PROC RSREG: PROC RSREG Statement :: SAS/STAT(R) 9.3 User's Guide

PROC RSREG Statement

PROC RSREG <options> ;

The PROC RSREG statement invokes the procedure. You can specify the following options in the PROC RSREG statement.

DATA=SAS-data-set

specifies the input SAS data set that contains the data to be analyzed. By default, PROC RSREG uses the most recently created SAS data set.

NOPRINT

suppresses the normal display of results when only the output data set is required.

For more information, see the description of the NOPRINT option in the MODEL and RIDGE statements.

Note that this option temporarily disables the Output Delivery System (ODS); see Chapter 20, Using the Output Delivery System, for more information.

OUT=SAS-data-set

creates an output SAS data set that contains statistics for each observation in the input data set. In particular, this data set contains the BY variables, the ID variables, the WEIGHT variable, the variables in the MODEL statement, and the output options requested in the MODEL statement. You must specify output statistic options in the MODEL statement; otherwise, the output data set is created but contains no observations. To create a permanent SAS data set, you must specify a two-level name (see SAS Language Reference: Concepts for more information about permanent SAS data sets). For more details, see the section OUT=SAS-data-set.

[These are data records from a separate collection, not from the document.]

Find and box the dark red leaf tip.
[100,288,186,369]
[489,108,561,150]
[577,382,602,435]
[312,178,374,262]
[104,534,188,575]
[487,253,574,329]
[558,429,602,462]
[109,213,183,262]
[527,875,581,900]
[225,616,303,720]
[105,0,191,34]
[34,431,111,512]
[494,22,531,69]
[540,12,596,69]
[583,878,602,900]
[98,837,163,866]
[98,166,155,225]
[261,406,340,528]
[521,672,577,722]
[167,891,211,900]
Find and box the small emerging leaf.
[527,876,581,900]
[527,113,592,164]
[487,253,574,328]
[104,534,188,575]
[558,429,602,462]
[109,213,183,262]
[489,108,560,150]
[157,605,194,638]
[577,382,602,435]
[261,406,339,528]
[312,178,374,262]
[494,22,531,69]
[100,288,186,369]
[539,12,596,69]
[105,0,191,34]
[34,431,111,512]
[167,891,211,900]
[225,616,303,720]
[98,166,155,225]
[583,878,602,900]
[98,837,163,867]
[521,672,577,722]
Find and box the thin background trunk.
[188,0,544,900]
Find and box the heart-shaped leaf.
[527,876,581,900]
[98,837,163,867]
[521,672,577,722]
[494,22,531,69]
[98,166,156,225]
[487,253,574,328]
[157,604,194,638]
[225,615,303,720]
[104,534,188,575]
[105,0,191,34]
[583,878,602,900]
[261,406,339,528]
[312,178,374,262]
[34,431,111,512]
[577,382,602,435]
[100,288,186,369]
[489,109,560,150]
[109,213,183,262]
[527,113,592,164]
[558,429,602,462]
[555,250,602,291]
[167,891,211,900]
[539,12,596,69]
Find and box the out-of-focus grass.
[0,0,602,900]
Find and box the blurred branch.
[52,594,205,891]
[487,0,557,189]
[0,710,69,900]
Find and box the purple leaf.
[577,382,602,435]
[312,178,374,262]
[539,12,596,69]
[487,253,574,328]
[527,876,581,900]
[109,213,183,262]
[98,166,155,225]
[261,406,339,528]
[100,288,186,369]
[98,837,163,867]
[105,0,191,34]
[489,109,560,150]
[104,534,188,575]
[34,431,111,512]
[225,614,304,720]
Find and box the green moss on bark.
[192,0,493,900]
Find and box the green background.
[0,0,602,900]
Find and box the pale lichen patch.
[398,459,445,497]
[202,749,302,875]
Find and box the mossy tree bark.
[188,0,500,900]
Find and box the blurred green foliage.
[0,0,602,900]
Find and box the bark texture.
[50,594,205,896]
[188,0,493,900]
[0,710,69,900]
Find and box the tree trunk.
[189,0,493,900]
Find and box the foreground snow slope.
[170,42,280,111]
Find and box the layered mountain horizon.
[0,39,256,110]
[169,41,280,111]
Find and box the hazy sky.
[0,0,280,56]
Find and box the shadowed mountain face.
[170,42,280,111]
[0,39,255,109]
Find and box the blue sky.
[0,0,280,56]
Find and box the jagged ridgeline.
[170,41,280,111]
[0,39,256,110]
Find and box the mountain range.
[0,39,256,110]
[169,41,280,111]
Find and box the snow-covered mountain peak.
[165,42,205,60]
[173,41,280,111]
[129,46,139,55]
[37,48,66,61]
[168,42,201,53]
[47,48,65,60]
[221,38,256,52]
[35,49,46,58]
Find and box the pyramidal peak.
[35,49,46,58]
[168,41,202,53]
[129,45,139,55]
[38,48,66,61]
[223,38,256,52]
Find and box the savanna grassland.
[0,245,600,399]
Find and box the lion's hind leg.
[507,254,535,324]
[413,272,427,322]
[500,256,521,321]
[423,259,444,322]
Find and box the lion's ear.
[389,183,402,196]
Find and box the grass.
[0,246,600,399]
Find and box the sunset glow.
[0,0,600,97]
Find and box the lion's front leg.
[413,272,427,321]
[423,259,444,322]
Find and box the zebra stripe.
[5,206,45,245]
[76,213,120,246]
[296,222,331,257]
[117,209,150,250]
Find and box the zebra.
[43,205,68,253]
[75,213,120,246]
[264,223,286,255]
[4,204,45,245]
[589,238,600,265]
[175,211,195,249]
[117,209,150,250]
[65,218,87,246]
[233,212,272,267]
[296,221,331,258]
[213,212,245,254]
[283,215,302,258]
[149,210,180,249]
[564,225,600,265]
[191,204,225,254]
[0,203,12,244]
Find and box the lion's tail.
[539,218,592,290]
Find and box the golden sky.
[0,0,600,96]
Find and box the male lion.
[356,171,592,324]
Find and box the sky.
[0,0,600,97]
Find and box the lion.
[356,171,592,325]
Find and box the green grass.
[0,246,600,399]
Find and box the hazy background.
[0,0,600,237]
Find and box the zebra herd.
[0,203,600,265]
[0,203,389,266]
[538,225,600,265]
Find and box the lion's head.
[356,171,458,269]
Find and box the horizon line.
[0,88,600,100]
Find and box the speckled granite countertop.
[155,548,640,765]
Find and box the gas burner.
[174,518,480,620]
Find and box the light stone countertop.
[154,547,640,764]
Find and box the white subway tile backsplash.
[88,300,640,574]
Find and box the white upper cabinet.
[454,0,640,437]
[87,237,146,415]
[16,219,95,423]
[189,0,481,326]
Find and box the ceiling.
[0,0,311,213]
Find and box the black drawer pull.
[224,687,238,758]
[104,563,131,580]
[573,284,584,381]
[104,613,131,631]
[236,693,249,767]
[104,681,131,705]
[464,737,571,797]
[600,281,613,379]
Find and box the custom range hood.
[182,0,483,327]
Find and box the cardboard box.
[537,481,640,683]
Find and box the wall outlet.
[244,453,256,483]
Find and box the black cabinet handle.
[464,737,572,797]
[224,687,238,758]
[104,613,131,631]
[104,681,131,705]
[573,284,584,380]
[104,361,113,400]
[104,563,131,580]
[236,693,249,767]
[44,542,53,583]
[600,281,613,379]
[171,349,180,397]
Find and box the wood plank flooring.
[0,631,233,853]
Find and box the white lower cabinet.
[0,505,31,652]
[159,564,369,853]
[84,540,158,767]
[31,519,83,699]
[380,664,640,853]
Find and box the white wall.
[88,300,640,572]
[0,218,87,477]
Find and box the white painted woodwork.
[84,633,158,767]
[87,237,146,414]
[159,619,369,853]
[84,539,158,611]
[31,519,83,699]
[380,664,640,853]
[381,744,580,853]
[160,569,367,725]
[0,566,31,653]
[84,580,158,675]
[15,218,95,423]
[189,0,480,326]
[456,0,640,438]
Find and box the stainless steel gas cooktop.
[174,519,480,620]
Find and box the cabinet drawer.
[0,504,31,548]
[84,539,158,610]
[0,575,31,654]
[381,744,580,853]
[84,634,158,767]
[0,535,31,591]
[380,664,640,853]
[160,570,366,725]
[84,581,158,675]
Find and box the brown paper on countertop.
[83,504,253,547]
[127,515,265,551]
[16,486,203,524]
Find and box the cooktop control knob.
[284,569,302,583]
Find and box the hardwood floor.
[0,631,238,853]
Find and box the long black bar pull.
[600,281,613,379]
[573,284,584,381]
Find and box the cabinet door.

PLOTS <(global-plot-option)>=plot-request<(options)>

PLOTS <(global-plot-option)>=(plot-request<(options)>< $\text{[math]}$ plot-request<(options)>>)

controls the plots produced through ODS Graphics. When you specify only one plot-request, you can omit the parentheses from around the plot-request. For example:

plots = all
plots = (diagnostics ridge surface(unpack))
plots(unpack) = surface(overlaypairs)

ODS Graphics must be enabled before requesting plots. For example:

ods graphics on;
proc rsreg plots=all;
   model y=x;
run;
ods graphics off;

For more information about enabling and disabling ODS Graphics, see the section Enabling and Disabling ODS Graphics in Chapter 21, Statistical Graphics Using ODS.

By default, no graphs are created; you must specify the PLOTS= option to make graphs. See Figure 78.4, Output 78.1.5, Output 78.1.6, Output 78.2.3, and Output 78.2.4 for examples of the ODS graphical displays.

The following global-plot-option is available.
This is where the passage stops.